When I had to hear my ex’s voice during divorce arguments or custody disagreements, sometimes I just had to place the phone down when he was taking and take a stroll to the kitchen. When I returned to the call, it was like I never left. And in the case of responding to an email or phone call, it’s best to stick to the facts, bringing in as little emotion as possible, and get to the solution of issues – not linger in challenges or finger-pointing. Il
If name-calling begins to happen in the conversation, my advice is to simple say “I can’t speak to you when you talk to me this way”. You can tell them to call you back after they calm down, text or email you – but hand up and do not reward bad behavior by being a doormat or verbal punching bag.
I also learned in regards to raising and living with teenagers, the same idea applies. Keep the mouth closed and carefully choose your battles. Sometimes engaging just causes greater issues and things leave our mouths that neither parent or child can take back.

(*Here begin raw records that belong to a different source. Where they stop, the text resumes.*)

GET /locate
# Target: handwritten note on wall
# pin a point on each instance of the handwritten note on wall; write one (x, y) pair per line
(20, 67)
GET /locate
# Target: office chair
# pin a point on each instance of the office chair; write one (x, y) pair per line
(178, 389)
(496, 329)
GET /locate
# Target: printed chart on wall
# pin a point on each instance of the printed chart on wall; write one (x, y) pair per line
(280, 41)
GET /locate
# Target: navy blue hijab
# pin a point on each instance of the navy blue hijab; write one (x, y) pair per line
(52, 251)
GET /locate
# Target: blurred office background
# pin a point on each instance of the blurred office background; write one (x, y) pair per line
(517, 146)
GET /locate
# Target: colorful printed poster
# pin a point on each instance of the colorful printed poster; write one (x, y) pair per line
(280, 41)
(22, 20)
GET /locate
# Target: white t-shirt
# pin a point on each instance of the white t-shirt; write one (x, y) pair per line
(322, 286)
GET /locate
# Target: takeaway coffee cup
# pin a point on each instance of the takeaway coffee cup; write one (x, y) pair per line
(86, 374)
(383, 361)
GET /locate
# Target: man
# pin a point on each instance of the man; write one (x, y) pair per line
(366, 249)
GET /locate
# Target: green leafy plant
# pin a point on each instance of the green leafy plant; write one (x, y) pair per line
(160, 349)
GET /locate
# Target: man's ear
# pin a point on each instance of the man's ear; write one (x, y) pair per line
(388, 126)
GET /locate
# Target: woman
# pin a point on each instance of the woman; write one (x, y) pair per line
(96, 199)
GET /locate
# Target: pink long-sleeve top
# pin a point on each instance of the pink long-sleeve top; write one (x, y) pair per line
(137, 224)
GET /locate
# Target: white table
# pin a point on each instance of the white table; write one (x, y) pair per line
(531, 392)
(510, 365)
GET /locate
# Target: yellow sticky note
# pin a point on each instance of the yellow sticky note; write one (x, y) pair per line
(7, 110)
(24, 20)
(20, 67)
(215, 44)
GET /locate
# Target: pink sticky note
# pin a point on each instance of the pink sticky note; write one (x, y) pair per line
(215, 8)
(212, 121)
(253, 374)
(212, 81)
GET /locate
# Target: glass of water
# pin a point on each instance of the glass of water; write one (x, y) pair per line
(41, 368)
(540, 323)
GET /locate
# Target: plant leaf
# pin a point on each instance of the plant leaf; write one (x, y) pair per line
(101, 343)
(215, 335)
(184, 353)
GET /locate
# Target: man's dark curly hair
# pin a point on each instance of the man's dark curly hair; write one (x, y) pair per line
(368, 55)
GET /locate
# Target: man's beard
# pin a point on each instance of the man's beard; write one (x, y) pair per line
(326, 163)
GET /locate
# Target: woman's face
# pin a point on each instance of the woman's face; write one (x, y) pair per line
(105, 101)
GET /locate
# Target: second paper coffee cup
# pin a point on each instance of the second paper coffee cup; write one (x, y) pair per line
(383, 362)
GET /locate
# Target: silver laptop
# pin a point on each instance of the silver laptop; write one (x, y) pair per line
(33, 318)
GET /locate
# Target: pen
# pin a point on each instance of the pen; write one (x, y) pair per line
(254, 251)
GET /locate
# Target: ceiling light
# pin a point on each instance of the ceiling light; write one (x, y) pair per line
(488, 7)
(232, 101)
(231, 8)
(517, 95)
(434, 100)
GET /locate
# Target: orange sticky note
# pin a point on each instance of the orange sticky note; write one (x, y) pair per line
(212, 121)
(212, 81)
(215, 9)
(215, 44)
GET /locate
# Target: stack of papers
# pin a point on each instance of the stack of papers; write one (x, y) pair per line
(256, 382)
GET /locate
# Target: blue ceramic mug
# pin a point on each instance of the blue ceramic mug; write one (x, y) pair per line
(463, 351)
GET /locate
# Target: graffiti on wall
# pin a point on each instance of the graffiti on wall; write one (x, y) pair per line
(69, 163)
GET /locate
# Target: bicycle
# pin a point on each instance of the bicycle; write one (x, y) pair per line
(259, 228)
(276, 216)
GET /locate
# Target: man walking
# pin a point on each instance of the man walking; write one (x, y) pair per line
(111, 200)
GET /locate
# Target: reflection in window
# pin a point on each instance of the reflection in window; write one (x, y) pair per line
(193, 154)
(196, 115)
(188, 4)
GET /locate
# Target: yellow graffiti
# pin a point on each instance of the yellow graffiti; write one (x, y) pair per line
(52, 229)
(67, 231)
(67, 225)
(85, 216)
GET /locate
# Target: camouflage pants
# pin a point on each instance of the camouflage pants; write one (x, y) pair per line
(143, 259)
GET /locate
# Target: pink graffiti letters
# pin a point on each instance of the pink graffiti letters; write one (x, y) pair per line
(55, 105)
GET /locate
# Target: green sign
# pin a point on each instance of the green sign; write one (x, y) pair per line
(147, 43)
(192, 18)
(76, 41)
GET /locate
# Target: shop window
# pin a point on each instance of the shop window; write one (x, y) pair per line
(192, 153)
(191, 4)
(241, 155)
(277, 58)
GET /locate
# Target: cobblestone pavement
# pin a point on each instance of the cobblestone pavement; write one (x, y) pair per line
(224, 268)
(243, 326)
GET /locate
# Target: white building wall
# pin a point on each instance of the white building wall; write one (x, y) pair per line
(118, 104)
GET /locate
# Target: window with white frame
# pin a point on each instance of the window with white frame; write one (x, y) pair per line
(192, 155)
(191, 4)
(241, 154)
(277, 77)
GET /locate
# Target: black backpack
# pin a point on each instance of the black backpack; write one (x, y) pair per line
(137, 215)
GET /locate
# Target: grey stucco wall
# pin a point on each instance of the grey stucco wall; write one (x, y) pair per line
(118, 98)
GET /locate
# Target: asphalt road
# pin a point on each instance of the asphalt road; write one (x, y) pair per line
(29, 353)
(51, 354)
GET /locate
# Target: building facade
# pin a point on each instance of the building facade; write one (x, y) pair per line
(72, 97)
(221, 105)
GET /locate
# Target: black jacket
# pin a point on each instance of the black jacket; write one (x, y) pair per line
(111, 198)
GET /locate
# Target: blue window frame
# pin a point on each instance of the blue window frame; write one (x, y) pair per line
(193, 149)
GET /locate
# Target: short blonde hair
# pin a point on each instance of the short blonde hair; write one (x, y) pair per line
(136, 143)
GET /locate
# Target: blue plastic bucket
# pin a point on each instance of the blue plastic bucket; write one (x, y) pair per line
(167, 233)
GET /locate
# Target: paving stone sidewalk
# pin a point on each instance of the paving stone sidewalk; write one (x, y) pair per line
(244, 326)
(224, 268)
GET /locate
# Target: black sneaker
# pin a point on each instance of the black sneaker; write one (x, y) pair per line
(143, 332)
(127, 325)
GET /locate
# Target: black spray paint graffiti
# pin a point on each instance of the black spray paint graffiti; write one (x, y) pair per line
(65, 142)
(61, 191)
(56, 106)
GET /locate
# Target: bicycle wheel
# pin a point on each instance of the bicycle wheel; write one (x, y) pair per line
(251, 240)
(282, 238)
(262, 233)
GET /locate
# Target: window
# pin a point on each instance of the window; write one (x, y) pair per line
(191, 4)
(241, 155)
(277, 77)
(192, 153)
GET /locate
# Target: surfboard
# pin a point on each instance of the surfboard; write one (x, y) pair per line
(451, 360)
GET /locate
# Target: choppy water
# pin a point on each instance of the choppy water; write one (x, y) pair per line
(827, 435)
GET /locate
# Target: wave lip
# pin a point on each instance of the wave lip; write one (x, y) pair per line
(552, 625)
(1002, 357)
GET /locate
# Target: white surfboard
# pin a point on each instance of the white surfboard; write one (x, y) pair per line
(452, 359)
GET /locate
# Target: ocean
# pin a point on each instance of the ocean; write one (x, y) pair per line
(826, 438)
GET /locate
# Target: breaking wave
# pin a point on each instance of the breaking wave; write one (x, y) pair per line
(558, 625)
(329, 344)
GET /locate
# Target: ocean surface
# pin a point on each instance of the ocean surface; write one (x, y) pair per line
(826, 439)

Always a good idea, however challenging, to keep your mouth closed when your buttons get pushed. Count to ten, imagine yourself floating on a lake or in a pool, remember a time you were having fun; find the war zone bunker within yourself and just stay quiet until the storm passes.
By choosing your battles wisely, you save your strength for more important ones that you could perhaps win, and keep more of your sanity intact at the same time.